SPEECH BY RT HON DAVID MILIBAND, PRESIDENT AND CEO OF THE INTERNATIONAL RESCUE COMMITTEE

BEIJING, 1 NOVEMBER 2019

"It is a pleasure to return to the Party School. The last time I came here I was privileged to represent my country as UK Foreign Minister. Today I lead an independent humanitarian Non Governmental Organization (charity), headquarted in New York, delivering services to displaced people and host communities in forty countries around the world.
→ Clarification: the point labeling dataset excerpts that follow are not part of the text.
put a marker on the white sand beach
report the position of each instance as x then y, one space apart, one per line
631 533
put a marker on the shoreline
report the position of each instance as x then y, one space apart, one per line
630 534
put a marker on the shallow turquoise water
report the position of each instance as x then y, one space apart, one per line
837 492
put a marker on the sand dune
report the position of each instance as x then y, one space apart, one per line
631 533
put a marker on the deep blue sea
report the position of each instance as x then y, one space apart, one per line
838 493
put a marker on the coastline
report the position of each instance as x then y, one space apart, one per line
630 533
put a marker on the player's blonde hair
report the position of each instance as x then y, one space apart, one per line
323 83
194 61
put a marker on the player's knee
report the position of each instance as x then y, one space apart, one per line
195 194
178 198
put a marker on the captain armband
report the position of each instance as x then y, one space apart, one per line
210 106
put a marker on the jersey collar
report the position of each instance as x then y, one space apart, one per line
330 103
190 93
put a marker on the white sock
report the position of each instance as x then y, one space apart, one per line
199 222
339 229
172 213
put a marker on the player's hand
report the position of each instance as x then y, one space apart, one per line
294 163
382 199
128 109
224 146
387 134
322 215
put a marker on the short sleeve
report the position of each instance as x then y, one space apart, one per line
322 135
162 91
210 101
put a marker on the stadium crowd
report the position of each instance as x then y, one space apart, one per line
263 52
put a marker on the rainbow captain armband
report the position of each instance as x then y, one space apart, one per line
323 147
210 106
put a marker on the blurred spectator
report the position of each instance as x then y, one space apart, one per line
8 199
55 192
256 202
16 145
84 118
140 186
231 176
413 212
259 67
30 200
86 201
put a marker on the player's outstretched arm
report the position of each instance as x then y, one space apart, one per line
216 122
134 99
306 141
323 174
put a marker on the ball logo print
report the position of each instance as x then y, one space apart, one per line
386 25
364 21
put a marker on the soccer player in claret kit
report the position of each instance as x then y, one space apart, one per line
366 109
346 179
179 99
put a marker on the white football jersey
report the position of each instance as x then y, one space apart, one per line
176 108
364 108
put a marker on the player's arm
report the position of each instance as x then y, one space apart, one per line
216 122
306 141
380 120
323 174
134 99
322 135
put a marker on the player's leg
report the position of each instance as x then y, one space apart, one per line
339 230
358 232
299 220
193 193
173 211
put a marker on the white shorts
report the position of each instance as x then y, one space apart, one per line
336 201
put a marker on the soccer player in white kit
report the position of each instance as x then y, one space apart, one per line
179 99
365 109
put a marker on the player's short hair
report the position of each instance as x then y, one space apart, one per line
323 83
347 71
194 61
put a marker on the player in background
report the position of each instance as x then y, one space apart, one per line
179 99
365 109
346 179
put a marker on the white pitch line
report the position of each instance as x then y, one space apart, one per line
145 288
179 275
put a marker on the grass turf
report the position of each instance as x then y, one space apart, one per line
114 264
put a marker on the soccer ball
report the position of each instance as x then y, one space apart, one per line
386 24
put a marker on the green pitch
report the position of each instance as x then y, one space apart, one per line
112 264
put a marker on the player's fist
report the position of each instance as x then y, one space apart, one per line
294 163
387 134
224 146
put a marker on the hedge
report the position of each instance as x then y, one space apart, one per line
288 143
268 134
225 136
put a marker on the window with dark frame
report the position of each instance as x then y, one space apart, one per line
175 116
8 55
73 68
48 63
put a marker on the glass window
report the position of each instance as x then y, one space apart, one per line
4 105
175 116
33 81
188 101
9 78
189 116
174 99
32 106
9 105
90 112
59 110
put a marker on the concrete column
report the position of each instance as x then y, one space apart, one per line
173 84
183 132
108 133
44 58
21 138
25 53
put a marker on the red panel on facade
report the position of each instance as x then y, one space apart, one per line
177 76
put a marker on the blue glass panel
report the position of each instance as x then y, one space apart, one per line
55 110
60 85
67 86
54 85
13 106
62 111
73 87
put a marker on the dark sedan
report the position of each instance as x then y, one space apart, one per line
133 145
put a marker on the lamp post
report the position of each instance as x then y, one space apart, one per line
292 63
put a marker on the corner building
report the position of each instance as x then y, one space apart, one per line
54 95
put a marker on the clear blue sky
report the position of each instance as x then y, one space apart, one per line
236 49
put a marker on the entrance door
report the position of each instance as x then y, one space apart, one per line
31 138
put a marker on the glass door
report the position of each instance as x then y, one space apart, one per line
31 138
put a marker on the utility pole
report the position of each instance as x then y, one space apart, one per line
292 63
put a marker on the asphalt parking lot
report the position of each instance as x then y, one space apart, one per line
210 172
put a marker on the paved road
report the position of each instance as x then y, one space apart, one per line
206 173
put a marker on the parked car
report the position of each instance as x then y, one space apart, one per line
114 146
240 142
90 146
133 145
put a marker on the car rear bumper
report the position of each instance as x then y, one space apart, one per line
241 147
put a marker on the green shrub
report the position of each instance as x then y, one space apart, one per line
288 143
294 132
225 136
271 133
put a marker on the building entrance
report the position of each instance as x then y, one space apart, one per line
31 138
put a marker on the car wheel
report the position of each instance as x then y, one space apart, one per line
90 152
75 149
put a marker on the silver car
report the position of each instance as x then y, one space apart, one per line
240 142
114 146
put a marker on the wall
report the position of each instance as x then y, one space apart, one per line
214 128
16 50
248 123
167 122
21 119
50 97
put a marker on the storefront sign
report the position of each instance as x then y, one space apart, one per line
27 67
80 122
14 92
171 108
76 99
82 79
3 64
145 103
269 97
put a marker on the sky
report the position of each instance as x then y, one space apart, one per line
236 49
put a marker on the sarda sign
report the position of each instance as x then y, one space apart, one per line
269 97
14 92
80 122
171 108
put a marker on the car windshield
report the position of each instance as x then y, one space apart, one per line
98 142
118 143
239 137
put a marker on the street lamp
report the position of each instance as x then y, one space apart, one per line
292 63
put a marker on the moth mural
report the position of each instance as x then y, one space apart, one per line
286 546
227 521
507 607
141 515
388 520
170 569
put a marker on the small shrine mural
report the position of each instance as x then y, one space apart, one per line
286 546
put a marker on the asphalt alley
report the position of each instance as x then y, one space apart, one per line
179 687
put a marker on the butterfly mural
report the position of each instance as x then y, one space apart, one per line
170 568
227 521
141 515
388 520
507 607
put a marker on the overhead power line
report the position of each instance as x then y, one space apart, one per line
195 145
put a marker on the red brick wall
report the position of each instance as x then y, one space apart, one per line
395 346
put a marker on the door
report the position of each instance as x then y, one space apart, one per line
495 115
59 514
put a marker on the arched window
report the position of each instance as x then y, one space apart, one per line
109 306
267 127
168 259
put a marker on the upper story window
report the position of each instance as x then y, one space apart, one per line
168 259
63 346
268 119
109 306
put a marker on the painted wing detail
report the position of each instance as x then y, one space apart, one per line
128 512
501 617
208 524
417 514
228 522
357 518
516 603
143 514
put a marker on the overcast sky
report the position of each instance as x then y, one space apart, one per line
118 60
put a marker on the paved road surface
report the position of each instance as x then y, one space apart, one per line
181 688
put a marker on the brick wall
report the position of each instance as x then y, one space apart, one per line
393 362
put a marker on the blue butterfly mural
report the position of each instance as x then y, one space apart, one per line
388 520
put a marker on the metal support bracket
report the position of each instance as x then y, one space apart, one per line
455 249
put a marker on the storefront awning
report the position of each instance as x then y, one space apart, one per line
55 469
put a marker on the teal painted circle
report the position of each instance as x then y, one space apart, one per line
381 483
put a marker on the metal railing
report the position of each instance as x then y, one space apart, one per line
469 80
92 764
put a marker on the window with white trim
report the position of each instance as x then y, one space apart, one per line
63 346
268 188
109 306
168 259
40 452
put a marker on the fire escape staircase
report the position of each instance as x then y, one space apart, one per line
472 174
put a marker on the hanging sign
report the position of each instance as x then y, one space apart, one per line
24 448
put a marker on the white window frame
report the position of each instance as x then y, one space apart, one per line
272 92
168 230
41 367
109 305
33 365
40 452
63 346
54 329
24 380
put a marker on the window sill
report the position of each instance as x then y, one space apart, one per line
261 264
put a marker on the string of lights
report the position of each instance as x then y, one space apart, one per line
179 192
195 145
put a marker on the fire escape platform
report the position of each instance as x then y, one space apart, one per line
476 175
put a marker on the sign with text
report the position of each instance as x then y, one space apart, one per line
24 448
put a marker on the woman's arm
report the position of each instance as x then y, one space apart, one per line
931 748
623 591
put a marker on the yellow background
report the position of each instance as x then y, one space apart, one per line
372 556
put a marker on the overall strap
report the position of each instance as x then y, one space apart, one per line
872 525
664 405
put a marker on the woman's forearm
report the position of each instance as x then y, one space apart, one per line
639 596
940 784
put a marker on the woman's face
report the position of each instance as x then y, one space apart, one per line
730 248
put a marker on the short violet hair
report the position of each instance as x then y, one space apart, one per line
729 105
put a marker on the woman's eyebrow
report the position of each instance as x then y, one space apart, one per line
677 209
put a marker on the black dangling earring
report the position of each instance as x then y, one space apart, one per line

An NGO has independent governance with a Board of Directors that is not part of the government. Our founding principles in doing humanitarian work include impartiality, neutrality and independence, alongside humanity. We receive funding from different governments for specific projects. We also raise funding from private individuals, foundations and corporations. We hire the vast majority of our staff locally. So in North East Syria today we have around 580 staff. In Afghanistan 1100.

I have been here in Beijing this week at a meeting of the North Pavilion Dialogue convened by former State Counsellor Dai Bingguo. In addition to meetings with senior government officials I have also been lucky enough to to benefit from engagement with university students and teachers.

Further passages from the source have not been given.